A bendable endoscope is passed through the mouth and into the throat. A small opening is made into the deepest layer of the esophagus. The endoscope is then carefully guided down the length of the esophagus.
The gastroenterologist cuts the muscle fibers of the lower esophageal sphincter allowing the non-functioning part of the esophagus to relax and allow food to be digested more easily and to move forward into the stomach.
Endoscopic radiofrequency ablation (RFA) uses heat to remove precancerous tissue from patients who have Barrett’s esophagus. Your doctor uses an endoscope to insert a thin tube down your esophagus. The tube or catheter has an electrode covered balloon at the end of it. Once the balloon is properly positioned, it’s inflated so the electrodes come in contact with the abnormal tissue.

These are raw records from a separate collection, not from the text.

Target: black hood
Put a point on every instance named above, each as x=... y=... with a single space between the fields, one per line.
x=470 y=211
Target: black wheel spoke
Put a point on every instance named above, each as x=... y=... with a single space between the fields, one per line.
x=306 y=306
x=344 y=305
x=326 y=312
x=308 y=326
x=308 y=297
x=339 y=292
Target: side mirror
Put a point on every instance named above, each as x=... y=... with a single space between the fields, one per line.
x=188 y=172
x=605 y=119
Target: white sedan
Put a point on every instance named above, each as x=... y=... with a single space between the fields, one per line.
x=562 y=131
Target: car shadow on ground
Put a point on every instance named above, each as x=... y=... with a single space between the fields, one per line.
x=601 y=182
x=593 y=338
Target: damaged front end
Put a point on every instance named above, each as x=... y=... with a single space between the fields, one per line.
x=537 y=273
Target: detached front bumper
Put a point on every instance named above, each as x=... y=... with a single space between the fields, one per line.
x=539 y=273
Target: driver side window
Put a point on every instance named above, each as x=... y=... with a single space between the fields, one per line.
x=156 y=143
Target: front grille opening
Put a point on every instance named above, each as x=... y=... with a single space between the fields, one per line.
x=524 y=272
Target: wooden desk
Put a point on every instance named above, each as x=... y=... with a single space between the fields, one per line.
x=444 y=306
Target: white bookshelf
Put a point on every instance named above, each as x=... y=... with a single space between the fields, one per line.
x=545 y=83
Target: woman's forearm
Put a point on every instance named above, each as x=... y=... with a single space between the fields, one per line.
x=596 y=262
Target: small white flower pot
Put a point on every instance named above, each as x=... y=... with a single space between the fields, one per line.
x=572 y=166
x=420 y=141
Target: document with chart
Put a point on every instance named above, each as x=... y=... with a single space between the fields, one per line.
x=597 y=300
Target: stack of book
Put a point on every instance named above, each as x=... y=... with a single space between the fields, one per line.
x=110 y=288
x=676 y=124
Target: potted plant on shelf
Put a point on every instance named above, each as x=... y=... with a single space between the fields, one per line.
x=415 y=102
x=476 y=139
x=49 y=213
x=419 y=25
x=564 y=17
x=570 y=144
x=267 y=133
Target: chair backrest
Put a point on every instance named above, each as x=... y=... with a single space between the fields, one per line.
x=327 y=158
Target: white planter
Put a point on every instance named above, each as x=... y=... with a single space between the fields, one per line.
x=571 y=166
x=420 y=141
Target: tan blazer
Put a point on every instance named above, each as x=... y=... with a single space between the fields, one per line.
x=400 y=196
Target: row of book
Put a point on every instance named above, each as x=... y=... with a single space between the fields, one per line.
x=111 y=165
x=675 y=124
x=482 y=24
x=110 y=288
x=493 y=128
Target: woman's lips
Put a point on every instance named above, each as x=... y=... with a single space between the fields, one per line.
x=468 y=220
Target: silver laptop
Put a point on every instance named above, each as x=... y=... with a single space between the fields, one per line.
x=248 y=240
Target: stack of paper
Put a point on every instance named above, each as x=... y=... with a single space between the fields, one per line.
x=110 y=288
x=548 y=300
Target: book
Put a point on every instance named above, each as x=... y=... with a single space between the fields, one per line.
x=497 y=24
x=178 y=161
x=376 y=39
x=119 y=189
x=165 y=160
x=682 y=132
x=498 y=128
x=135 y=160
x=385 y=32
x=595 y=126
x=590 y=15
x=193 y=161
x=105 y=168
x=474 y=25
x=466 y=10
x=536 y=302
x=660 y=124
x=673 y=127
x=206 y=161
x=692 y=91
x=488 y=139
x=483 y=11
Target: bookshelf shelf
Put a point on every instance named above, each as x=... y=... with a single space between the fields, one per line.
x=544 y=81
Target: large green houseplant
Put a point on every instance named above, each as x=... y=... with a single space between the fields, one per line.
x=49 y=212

The electrodes destroy targeted layers of the diseased esophagus.
This minimally invasive treatment therapy is often used to help people who have adenocarcinoma, the most common form of Barrett’s esophagus.
RFA is a relatively new endoscopic technique and is also used to treat early stage T1a intramucosal cancer among other cancerous and precancerous conditions.
Your doctor uses an endoscope with fiberoptic imaging capabilities to view small areas of your pancreas, bile ducts and gallbladder to diagnose and treat problems. Intraductal endoscopy is a relatively new technology that uses the SpyGlass® Direct Visualization System. This device allows your doctor to take tissue samples for biopsy and perform laser therapy instead of invasive surgery.
Our endoscopists are internationally recognized for their expertise and their level of skill using intraductal endoscopic techniques to help improve patients’ outcomes. We’ve developed new ways to treat stones in the bile duct and pancreas.
A specialized endoscope equipped with an ultrasound probe is passed through your mouth into your stomach and small intestine. A needle, attached at the end of the endoscope, is used to drain the cysts.
A transluminal drainage of pancreatic pseudocysts is performed by your doctor when cysts on your pancreas cause uncomfortable symptoms such as stomach pain, fever, a bloated abdomen or nausea. They’re called pseudocysts because technically they don’t have a wall or lining like a typical cyst. Pseudocysts are sacs filled with fluid made up of pancreatic enzymes, blood and dead tissue.
Many pseudocysts go away over time and don’t require medical intervention. But when they cause a patient problems or grow too big, they can be surgically removed or drained through this transluminal drainage process - from the inside of the cyst.